Well, as I have found that cPanel services caused a high load I did another test.

At the firewall Ihave blocked 2082,2083,2086,2087,2095,2096 and 110,965 for POP, 143 for IMAP.

This way I was pretty sure that noone may use them outside.

Then I have started cPanel - load goes up like a crazy...
I have killed it and stopped.

Then I have tried to launch cppop individually... well, having NO cpsrvs/webmaild/whostmgr load goes up... No local connections for 110,965 are being made!
killed cppop - load goes down...

So, at this point cppop is the offender - will look for more...

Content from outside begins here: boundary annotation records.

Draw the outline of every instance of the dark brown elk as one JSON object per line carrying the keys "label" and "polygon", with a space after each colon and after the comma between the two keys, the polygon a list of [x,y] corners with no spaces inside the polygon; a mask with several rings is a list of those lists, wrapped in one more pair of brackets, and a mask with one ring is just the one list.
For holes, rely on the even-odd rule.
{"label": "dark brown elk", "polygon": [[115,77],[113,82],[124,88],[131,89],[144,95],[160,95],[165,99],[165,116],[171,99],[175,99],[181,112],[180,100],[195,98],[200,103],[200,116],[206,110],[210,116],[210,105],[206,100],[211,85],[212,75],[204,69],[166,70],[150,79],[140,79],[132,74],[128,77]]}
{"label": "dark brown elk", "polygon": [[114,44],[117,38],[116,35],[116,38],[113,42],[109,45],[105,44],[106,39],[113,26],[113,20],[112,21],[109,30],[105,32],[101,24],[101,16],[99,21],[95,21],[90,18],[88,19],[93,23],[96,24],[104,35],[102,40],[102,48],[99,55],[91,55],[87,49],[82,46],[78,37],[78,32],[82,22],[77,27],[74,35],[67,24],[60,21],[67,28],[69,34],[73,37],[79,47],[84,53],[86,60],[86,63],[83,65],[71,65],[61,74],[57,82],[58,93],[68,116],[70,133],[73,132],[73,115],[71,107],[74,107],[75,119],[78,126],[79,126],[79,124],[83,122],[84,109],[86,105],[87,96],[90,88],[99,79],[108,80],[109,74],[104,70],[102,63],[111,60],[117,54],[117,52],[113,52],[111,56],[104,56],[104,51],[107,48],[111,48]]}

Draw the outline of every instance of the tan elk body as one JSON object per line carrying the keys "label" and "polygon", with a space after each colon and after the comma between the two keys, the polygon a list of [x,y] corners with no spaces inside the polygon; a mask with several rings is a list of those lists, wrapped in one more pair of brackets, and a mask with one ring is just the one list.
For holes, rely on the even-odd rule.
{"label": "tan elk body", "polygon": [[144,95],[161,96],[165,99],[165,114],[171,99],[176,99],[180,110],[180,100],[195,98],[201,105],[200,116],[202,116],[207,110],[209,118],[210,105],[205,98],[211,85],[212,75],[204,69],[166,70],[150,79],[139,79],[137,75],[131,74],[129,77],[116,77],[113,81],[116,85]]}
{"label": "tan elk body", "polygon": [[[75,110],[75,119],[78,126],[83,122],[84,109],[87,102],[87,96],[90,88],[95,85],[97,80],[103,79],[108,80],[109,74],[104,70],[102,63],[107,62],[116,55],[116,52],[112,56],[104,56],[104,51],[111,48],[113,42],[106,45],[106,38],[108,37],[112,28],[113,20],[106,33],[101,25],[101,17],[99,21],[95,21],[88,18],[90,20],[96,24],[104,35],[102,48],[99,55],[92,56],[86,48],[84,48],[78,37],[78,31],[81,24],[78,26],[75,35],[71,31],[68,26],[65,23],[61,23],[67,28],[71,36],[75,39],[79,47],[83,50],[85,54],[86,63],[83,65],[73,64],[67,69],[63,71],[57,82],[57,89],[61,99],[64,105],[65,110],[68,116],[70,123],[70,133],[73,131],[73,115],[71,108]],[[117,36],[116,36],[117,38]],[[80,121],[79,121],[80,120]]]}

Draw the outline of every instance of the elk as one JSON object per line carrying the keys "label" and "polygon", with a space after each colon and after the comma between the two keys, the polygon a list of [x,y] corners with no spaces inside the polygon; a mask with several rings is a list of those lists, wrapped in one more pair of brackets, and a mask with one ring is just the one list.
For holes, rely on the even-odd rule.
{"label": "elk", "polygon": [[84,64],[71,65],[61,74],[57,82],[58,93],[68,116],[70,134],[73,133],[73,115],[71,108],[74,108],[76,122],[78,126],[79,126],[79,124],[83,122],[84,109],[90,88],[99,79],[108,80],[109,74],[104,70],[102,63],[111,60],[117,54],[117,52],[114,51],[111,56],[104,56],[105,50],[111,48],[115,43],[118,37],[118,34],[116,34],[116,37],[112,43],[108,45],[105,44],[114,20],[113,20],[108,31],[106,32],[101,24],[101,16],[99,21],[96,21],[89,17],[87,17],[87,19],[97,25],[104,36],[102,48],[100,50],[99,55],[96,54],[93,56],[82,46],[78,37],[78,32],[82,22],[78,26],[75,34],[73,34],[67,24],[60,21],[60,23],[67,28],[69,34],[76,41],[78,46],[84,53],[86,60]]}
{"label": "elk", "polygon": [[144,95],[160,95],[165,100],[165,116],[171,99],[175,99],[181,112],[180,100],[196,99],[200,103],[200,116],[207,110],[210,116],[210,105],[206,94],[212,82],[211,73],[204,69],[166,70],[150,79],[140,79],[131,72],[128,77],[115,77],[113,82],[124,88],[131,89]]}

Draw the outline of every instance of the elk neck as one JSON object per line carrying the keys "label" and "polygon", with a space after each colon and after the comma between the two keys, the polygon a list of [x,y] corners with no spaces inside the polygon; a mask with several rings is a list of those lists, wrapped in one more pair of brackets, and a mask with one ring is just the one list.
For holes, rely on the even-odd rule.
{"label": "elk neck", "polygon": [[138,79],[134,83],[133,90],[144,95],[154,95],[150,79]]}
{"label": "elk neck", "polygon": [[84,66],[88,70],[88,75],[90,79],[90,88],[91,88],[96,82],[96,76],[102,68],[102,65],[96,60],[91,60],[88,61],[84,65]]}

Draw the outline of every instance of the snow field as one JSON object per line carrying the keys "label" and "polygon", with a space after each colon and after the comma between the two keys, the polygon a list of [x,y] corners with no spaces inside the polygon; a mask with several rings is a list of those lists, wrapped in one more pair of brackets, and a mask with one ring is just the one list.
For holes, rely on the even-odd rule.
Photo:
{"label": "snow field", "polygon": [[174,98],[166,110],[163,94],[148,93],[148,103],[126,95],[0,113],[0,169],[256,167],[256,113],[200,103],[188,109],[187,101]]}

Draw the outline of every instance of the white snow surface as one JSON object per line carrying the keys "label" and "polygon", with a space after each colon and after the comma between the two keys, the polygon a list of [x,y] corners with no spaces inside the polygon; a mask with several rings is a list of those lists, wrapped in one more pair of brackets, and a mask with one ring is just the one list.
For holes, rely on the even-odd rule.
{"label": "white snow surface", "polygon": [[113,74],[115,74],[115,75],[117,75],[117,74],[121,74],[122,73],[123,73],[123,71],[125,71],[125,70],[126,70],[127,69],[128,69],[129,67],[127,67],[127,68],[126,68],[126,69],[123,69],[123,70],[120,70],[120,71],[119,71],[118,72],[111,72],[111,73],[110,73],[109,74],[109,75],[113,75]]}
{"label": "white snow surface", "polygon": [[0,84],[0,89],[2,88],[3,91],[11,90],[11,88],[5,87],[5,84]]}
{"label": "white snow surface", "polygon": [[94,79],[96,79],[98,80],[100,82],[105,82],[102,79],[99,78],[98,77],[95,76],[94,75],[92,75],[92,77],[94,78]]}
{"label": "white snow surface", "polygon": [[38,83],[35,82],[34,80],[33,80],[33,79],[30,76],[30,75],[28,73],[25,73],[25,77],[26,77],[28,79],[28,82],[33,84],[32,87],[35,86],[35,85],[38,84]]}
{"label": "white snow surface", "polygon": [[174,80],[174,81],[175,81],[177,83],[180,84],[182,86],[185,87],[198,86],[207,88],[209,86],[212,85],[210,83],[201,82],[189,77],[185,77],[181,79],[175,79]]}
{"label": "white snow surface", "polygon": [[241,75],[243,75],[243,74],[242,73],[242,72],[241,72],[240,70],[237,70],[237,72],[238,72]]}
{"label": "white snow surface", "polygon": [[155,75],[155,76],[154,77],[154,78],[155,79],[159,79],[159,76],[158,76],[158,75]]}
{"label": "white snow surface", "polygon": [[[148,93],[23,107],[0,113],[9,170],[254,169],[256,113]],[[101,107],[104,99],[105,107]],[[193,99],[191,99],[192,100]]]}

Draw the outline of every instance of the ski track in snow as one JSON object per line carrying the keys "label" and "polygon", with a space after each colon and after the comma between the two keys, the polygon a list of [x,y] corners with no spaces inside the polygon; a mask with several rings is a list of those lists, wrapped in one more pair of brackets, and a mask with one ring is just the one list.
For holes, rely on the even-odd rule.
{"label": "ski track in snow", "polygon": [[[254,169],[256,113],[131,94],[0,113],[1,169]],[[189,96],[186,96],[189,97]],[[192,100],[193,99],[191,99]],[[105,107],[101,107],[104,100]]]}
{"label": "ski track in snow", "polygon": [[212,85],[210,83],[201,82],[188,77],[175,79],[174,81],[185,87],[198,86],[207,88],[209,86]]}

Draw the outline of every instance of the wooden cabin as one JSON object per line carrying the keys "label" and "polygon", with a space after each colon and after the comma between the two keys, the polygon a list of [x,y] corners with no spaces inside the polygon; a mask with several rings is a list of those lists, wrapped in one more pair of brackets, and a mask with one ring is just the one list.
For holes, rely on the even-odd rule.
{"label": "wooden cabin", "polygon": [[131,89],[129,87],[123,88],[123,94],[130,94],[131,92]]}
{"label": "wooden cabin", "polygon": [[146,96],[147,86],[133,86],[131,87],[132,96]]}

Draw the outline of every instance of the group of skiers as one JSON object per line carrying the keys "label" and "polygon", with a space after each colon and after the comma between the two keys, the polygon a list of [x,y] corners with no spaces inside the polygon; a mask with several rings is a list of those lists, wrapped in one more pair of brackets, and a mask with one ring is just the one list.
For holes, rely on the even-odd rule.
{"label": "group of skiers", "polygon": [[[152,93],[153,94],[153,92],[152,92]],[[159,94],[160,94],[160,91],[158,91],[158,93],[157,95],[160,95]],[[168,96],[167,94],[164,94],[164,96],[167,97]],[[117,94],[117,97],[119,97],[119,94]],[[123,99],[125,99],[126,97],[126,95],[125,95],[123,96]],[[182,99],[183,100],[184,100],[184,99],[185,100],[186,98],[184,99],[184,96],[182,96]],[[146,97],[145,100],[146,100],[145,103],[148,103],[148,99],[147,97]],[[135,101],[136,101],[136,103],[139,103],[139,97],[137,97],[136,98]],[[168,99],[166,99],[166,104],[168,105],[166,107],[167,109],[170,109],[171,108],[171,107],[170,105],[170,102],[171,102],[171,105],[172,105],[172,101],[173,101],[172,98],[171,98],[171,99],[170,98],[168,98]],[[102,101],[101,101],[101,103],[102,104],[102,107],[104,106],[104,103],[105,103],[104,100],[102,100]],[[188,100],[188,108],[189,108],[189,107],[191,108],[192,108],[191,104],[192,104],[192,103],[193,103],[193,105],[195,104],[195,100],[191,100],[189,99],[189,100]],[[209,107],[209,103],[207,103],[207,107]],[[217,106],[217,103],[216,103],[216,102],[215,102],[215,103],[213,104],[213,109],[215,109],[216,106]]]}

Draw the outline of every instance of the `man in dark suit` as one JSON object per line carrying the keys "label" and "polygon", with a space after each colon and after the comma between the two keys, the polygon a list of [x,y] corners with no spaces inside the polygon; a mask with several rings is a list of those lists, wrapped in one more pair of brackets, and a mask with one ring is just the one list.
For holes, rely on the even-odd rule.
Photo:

Any comments are appreciated.
 

ispro

Well-Known Member
Verifed Vendor
Apr 8, 2004
628
2
168
cppop killing server!

Well, finally, started all the services of cPanel and instantly killing cppop (& removing cppop from chkservd to prevent cppop restarts) load is ok....

What should we do?..
 

philb

Well-Known Member
Jan 28, 2004
118
4
168
ispro said:
We do not run latest kernel (2.4.20-28.9), but I suppose it is not a case.
Actually you needn't to run latest kernel or your uptime will be not as good ;)
Uptime is nothing. Security is everything. Update your kernel when updates are available or risk being rooted every time someone finds a hole in a php/cgi script that allows them to spawn a shell on your system. Not to mention that some kernels even have remotely exploitable holes in.
 

ispro

Well-Known Member
Verifed Vendor
Apr 8, 2004
628
2
168
When a security hole found we update kernels.
However this kernel having no security leaks.
Thank you for the suggestion, anyway.

However actually cppop is the problem and we are trying to research what may be done - in spite of fact cppop killing server even having no inbound connections!

P.S. I have updated kernel to latest available - just for make sure. However as server was restarted in the case problems solved (I do hope!) it will be not a clear confirmation, but...
 
Last edited: